L'ex-agent secret et le silence assourdissant de de ses jours

Publié le 13 juin 2014 par Paulo Lobo
Un peu, beaucoup, énormément, il ne savait pas où mettre le curseur. Il déambulait dans le boulevard, seul et taciturne, observant l'incessant va-et-vient de la foule pas vraiment déchaînée, les visages, les silhouettes, les façons de marcher, de parler, de se presser ou de flâner. Devant les kiosques, il s'arrêtait pour lire les titres des journaux. Devant le cinéma, il s'arrêtait pour voir les affiches des films au programme. Devant les brasseries, il s'arrêtait pour détailler les propositions de la carte.Il n'était plus agent secret.

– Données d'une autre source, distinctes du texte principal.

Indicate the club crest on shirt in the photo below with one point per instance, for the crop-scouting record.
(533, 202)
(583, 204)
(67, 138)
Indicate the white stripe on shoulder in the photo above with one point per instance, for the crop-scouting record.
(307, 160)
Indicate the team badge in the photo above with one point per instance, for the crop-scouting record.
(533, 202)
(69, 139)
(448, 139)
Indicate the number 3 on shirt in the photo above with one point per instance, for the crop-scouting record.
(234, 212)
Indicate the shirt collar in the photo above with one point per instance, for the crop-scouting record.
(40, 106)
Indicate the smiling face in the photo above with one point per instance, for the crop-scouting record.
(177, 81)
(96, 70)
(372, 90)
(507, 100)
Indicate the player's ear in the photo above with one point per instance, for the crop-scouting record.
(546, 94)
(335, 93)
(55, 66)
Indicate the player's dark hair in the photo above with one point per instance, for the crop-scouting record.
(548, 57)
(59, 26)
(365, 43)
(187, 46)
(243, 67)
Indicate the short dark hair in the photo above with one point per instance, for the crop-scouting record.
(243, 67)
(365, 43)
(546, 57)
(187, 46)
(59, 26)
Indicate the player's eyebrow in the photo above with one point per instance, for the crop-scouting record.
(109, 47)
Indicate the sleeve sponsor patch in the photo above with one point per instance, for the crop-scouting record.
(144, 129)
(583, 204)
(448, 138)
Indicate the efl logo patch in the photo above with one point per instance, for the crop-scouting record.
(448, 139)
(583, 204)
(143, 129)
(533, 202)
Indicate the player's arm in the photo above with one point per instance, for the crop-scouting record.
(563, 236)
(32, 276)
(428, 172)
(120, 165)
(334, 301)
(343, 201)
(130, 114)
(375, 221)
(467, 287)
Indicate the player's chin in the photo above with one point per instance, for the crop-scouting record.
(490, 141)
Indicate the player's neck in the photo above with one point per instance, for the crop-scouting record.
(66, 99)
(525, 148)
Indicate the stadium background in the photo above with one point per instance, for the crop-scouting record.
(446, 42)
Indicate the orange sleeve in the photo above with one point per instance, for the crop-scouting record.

Il avait remis son badge. Le destin, la fatigue, la perte de repères. Une vie redevenue banale. Que restait-il de ses amours, de ses années de plomb ? Son réseau d'amis, éminnement professionnel et éparpillé dans le monde, s'était volatilisé. Il n'avait pas de famille, pas d'amis, il devait tout apprendre. Comment sourire, comment saluer, comment acheter... Mais il se révélait gauche et maladroit. Une timidité maladive qui remontait à sa petite enfance.Les rues étaient son baume de réconfort, il s'y perdait, s'y calfeutrait, s'y fondait tel un passant nonchalant, il était sensible aux pulsations, aux bruits, aux senteurs.Il trouvait de l'intérêt dans les mille petites choses qui se déroulaient sur les trottoirs, qui existaient indépendamment de sa volonté, mille petits ruisseaux qui se déversaient dans la grande rivière vrombissante. Il se disait parfois "je suis moi aussi un petit ruisseau", et il se rappelait Rousseau, il se rappelait ses lectures adolescentes, quand il n'était pas encore, mais devenait.Sa vie, son oeuvre, il avait connu les excitations propres aux missions alambiquées et sulfureuses. Il avait joué ses rôles, il y avait pris du plaisir. Il n'y avait pas eu mort d'homme, à peine quelques égratignures, les missions impossibles s'étaient suivies et jamais ne s'étaient ressemblées.Clap de fin. Par un malencontreux concours de circonstances - et une drôle de femme fatale -, sa vie n'était plus un roman.